A players such as Carter, perhaps?

There is a consensus growing around the league the Seahawks will select the University of Georgia defensive tackle at five.

Considering Jalen Carter

Carroll and Schneider have said multiple times this offseason they believe their renewed emphasis on drafting players with high character and strong backgrounds is why the Seahawks’ 2022 rookie class was so splendid. Five draft picks became instant starters last season, including rookie Pro Bowl cornerback Tariq Woolen and bookend offensive tackles Charles Cross and Abe Lucas.

Now they are considering Carter.

Many believe he is the most skilled player and accomplished prospect in this draft. After Carter dominated the mighty Southeastern Conference and led Georgia to winning the national championship in January, many believed he would be the first-overall pick April 27.

Georgia defensive lineman Jalen Carter reaches for a ball in the second half of Georgia’s spring game, Saturday, April 16, 2022, in Athens. The Seahawks were reportedly hosting Carter for a visit before the 2023 NFL draft.
Georgia defensive lineman Jalen Carter reaches for a ball in the second half of Georgia’s spring game, Saturday, April 16, 2022, in Athens. The Seahawks were reportedly hosting Carter for a visit before the 2023 NFL draft.

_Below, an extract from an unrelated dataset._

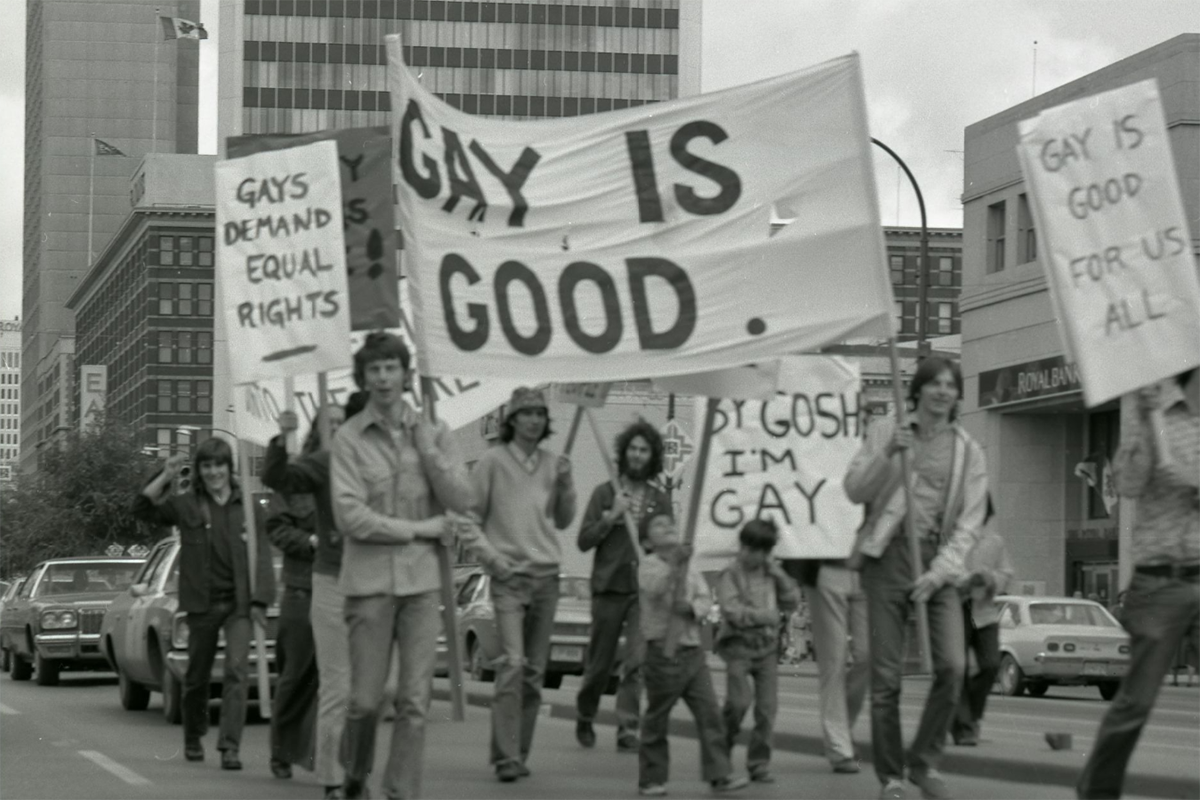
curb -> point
(955, 762)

But then Carter was implicated in incidents that allegedly led to a single-car crash Jan. 15 that killed University of Georgia offensive lineman Devin Willock and recruiting staff member Chandler LeCroy. A warrant for his arrest in Athens, Georgia, forced Carter to briefly leave the scouting combine in Indianapolis in early March, to turn himself in. Carter eventually pleaded no contest to misdemeanor charges of reckless driving and racing.

Athens-Clarke County Municipal Court sentenced him to 12 months of probation, a $1,000 fine and a mandate of 50 hours of community service, among other stipulations.

Police alleged in an arrest warrant Carter was racing his 2021 Jeep Trackhawk against the 2021 Ford Expedition driven by LeCroy at the time of the crash. Willock was a passenger in the SUV LeCroy was driving.

Some teams have reportedly dropped Carter off their draft boards entirely.

Not Seattle. That’s not Schneider’s and Carroll’s way.

Not anymore.

In 2012, two years into his and Carroll’s tenure of running the Seahawks, Schneider declared, “we would never take a player that struck a female or had a domestic violence dispute like that.”

Three years later they made Frank Clark Seattle’s first pick of the 2015 draft. That was months after Clark got kicked off the University of Michigan team following his charge and arrest for assaulting his girlfriend at a hotel in Ohio. The prosecuting attorney in Sandusky, Ohio, eventually agreed to reduce the charge through a plea bargain to disorderly conduct, a fourth-degree misdemeanor.

Clark has become a three-time Pro Bowl pass rusher and two-time Super Bowl champion with Kansas City. The Seahawks traded Clark to the Chiefs in 2019. Now 29 and an unsigned free agent, Clark has earned more than $80 million in his NFL career Schneider and Carroll created.

Wednesday, a week after hosting Carter on a pre-draft visit, how has Schneider changed in how he evaluates players with so-called “character issues” leading up to a draft?

“I think every situation’s completely different,” Schneider said. “We learned early on — or I did, I don’t want to speak for Pete — but I learned early on you can never say ‘Look, this is the way it is, and that’s how we are going to move forward.’

“I think you can back yourself into a corner.”